With so many Vietnamese families nowadays wishing for a native English speaking environment for their children and giving a lot of importance to the English language, there is an incipient fear now that the mother tongue may soon be less spoken and even go into oblivion one day.
Principals of international schools in Ho Chi Minh City said that when they established the schools, the Board of Directors expected that more than half the students enrolling would be children of expats living and working in Vietnam. However, as it turned out, there were more Vietnamese students than foreign students, often at a much higher ratio.
This should come as no surprise, seeing that nowadays more and more young Vietnamese parents prefer an English name for their child and almost all these children know how to speak English before they even pick up words from their mother tongue.
However, Vietnam is not the only country faced with this problem. Zimbabwe in Africa faces an even worse crisis than Vietnam. The country won its independence from Great Britain in 1980 and English become one of the three main languages of the country besides Shona and Ndebele. However, according to journalist Constantine Chimakure, Zimbabwean parents only want their children to speak English and punish their children if they do not speak in English, even at home.

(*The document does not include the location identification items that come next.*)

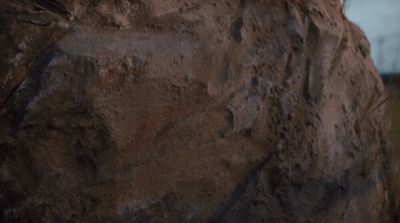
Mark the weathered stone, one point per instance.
(189, 111)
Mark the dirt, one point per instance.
(189, 111)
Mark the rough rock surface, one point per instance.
(189, 111)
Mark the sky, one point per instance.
(380, 20)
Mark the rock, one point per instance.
(189, 111)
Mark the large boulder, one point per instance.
(189, 111)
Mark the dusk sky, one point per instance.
(380, 20)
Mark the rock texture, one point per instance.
(189, 111)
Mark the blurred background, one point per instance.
(380, 20)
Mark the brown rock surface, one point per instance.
(189, 111)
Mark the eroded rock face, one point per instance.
(189, 111)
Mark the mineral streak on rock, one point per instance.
(188, 111)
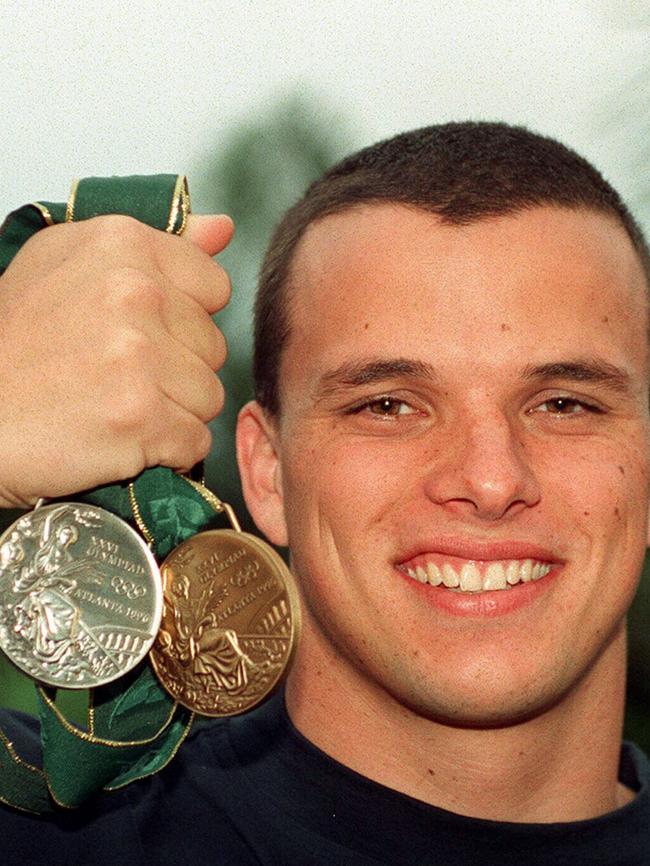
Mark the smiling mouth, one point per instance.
(478, 576)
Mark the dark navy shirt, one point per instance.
(252, 790)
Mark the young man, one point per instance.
(451, 435)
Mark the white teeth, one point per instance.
(434, 574)
(502, 574)
(526, 571)
(495, 576)
(470, 578)
(512, 572)
(449, 576)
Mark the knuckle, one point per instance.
(131, 408)
(215, 399)
(224, 286)
(219, 350)
(111, 229)
(133, 289)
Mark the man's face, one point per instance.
(466, 404)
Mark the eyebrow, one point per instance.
(369, 372)
(594, 370)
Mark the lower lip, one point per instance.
(489, 603)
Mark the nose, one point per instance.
(482, 469)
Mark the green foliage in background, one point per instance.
(264, 166)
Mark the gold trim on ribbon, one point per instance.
(45, 213)
(69, 208)
(99, 741)
(137, 516)
(9, 746)
(188, 728)
(180, 201)
(212, 499)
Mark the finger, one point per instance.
(192, 271)
(212, 233)
(191, 384)
(187, 442)
(187, 322)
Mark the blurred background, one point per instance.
(253, 99)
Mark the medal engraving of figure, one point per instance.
(230, 622)
(80, 595)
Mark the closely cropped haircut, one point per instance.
(463, 172)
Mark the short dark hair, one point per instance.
(462, 172)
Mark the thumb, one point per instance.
(212, 233)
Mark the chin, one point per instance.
(479, 705)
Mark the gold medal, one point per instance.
(231, 617)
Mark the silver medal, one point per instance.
(80, 595)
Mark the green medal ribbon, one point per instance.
(134, 728)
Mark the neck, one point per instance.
(559, 766)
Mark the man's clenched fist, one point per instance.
(109, 353)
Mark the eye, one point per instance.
(567, 406)
(383, 407)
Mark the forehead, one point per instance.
(395, 278)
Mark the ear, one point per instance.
(260, 471)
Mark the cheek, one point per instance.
(337, 493)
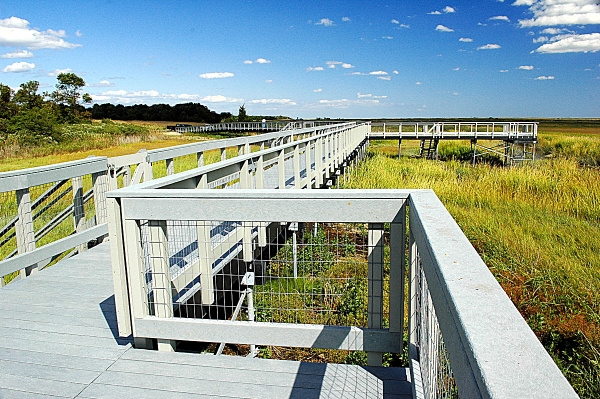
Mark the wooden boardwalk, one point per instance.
(58, 339)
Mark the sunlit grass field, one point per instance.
(536, 226)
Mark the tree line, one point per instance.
(33, 118)
(187, 112)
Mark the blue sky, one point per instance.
(346, 59)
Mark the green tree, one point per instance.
(242, 116)
(69, 97)
(27, 97)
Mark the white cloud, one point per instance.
(489, 47)
(102, 83)
(325, 22)
(446, 10)
(19, 67)
(220, 99)
(345, 103)
(216, 75)
(561, 12)
(281, 101)
(15, 32)
(572, 44)
(442, 28)
(18, 54)
(57, 72)
(555, 31)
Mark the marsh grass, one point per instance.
(536, 227)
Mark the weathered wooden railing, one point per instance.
(456, 130)
(465, 336)
(39, 221)
(48, 211)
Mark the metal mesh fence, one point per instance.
(436, 372)
(313, 273)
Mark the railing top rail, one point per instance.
(20, 179)
(172, 152)
(271, 205)
(491, 348)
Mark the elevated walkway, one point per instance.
(59, 339)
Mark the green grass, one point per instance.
(535, 226)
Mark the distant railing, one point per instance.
(466, 338)
(456, 130)
(40, 219)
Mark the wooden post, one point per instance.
(375, 291)
(78, 209)
(161, 276)
(119, 272)
(297, 167)
(397, 266)
(281, 169)
(136, 276)
(100, 183)
(24, 228)
(170, 166)
(308, 165)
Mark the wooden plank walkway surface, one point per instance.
(58, 339)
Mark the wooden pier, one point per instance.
(85, 327)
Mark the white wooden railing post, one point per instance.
(24, 228)
(161, 276)
(170, 166)
(375, 288)
(100, 182)
(78, 209)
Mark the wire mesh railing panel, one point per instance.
(8, 219)
(436, 372)
(283, 272)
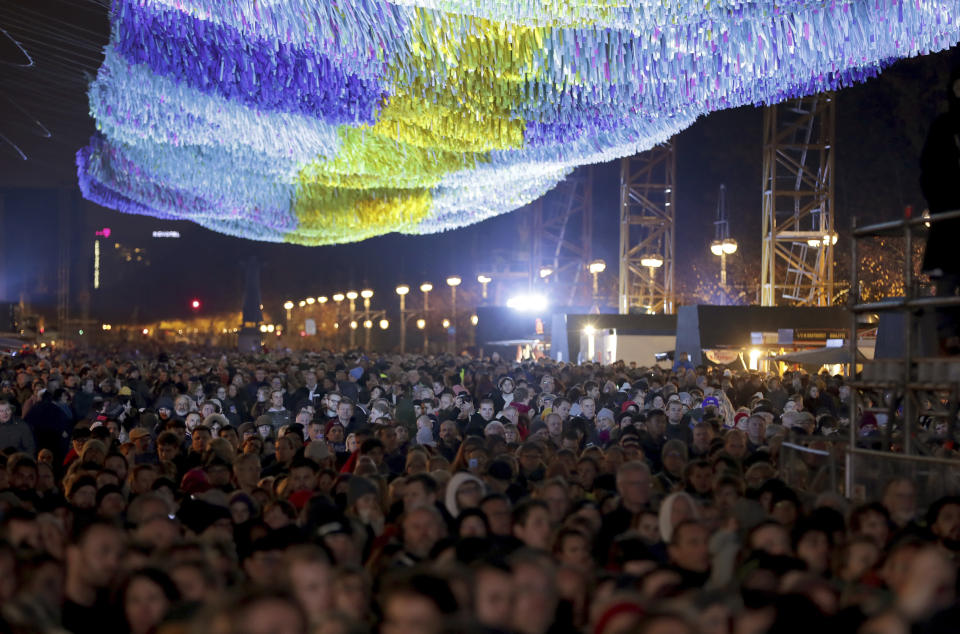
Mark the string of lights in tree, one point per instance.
(314, 122)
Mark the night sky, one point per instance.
(881, 125)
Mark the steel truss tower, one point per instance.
(647, 230)
(562, 224)
(798, 207)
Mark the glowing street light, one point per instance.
(402, 291)
(590, 331)
(352, 297)
(828, 239)
(366, 294)
(596, 268)
(425, 288)
(484, 280)
(652, 261)
(453, 282)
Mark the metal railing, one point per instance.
(899, 376)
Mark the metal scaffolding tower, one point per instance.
(798, 208)
(562, 224)
(647, 223)
(66, 213)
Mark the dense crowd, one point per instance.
(201, 491)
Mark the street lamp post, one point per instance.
(402, 291)
(425, 288)
(723, 248)
(366, 294)
(337, 298)
(722, 245)
(596, 268)
(453, 282)
(352, 297)
(652, 261)
(484, 280)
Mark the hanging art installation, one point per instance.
(321, 122)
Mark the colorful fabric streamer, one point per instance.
(319, 122)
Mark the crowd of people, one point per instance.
(194, 490)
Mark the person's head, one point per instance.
(689, 546)
(588, 407)
(698, 476)
(900, 500)
(23, 472)
(535, 592)
(674, 457)
(93, 558)
(531, 524)
(735, 444)
(755, 429)
(448, 432)
(572, 548)
(418, 603)
(943, 518)
(557, 496)
(82, 493)
(285, 448)
(497, 508)
(674, 412)
(303, 476)
(656, 423)
(310, 577)
(493, 595)
(771, 538)
(147, 595)
(554, 424)
(675, 509)
(168, 446)
(812, 545)
(529, 455)
(261, 611)
(419, 490)
(860, 554)
(335, 433)
(634, 485)
(486, 409)
(200, 438)
(422, 528)
(246, 471)
(344, 411)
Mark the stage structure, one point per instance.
(562, 223)
(798, 205)
(647, 230)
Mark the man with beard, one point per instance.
(943, 519)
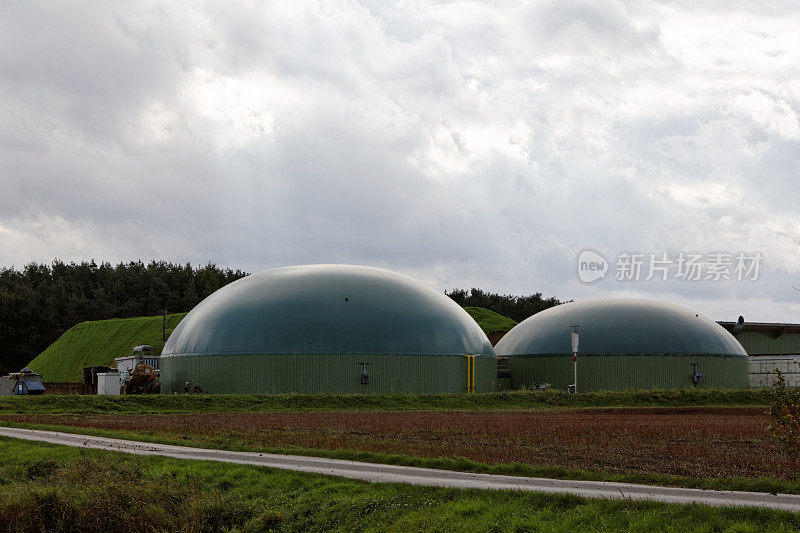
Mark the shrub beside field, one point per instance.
(54, 488)
(97, 343)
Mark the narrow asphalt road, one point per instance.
(379, 473)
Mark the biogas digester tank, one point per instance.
(328, 328)
(624, 344)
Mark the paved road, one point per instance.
(420, 476)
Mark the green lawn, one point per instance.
(97, 343)
(490, 321)
(221, 403)
(54, 488)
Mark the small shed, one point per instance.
(23, 382)
(109, 383)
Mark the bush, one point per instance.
(785, 413)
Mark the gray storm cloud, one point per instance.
(465, 143)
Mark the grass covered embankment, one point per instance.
(55, 488)
(489, 321)
(97, 343)
(511, 400)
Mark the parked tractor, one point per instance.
(143, 379)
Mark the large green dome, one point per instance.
(620, 327)
(327, 309)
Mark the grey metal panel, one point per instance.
(619, 326)
(765, 342)
(327, 309)
(622, 372)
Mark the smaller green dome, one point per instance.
(619, 327)
(327, 309)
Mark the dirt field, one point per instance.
(696, 442)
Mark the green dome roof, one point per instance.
(619, 326)
(319, 309)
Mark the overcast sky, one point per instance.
(466, 144)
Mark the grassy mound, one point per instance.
(98, 343)
(489, 321)
(55, 488)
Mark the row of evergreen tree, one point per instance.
(39, 302)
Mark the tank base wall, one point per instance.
(309, 374)
(625, 372)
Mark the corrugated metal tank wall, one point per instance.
(321, 373)
(762, 342)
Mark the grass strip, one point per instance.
(512, 400)
(462, 464)
(45, 487)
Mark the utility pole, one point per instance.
(575, 358)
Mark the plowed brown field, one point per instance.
(695, 442)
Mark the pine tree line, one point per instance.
(39, 302)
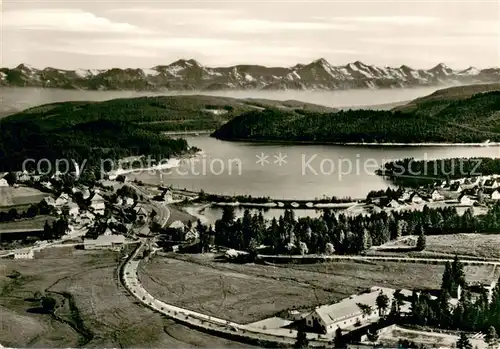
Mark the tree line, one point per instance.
(345, 234)
(425, 124)
(473, 312)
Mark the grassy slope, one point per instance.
(249, 292)
(114, 318)
(446, 116)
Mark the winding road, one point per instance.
(283, 336)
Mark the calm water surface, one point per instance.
(233, 168)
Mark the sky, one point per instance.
(103, 34)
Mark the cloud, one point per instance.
(259, 25)
(387, 20)
(173, 11)
(70, 20)
(166, 43)
(433, 41)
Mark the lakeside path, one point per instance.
(361, 144)
(130, 279)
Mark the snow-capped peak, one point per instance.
(470, 71)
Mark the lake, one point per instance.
(306, 171)
(19, 98)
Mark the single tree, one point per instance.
(302, 341)
(382, 302)
(421, 241)
(339, 339)
(366, 309)
(491, 336)
(463, 342)
(48, 304)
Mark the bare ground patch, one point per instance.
(251, 292)
(114, 317)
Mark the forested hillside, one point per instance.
(471, 120)
(118, 128)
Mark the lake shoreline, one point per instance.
(359, 144)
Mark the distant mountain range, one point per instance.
(191, 75)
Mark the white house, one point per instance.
(140, 212)
(347, 313)
(128, 201)
(74, 209)
(49, 201)
(62, 200)
(406, 195)
(495, 195)
(104, 242)
(23, 176)
(46, 185)
(436, 195)
(177, 225)
(97, 203)
(167, 196)
(456, 188)
(465, 200)
(416, 199)
(491, 184)
(25, 253)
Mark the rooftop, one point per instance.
(348, 307)
(105, 240)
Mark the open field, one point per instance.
(25, 224)
(390, 337)
(251, 292)
(481, 245)
(177, 214)
(105, 312)
(466, 245)
(10, 196)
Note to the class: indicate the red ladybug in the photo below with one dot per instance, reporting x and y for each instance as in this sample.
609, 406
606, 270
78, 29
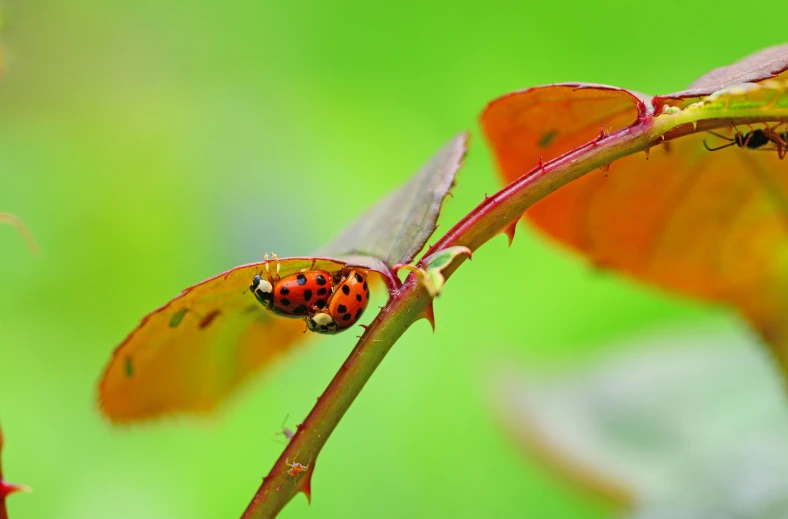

Chimakure says that he does not allow his children to speak English at home. He believes that native languages of Zimbabwe will become extinct in 20 years and feels sad at the thought of the mother tongue being lost forever.
Trinh Xuan Thuan, a famous Vietnamese-American astrophysicist, said in an interview with Thanh Nien Newspaper in 2009 that he was born in Vietnam and lived here until he was 18 years old. The time spent in Vietnam were the most important years for him as they affected his way of looking at life through the eyes of his parents, family, and friends.
Although he has lived for far more years in foreign countries, he believes he is deeply rooted in Vietnamese culture and all his works carry the Vietnamese hallmark. Professor Thuan wrote his books in French and taught his students in English but he uses Vietnamese when writing emails to Thanh Nien.
In an interview a few years back, professor Tran Ngoc Them warned that when a child grows up in a mixed cultural environment such as in international schools, that child can never apprehend any specific cultural characteristics and over the years cannot identify with any one place or nationality.
‘It is exhausting to practice speaking Vietnamese in a country where everyone wants to speak English. Even when they do not understand what you are saying, they pretend they do’, said Calvin Godfrey in an article sent to Vietweek, an English weekly newspaper of Thanh Nien.
Jon Dillingham, a colleague and fellow-countryman of Calvin Godfrey, had a simpler wish, to know a Vietnamese girl who does not have an English name. Both Godfrey and Dillingham call themselves--‘not-so-quiet Americans.’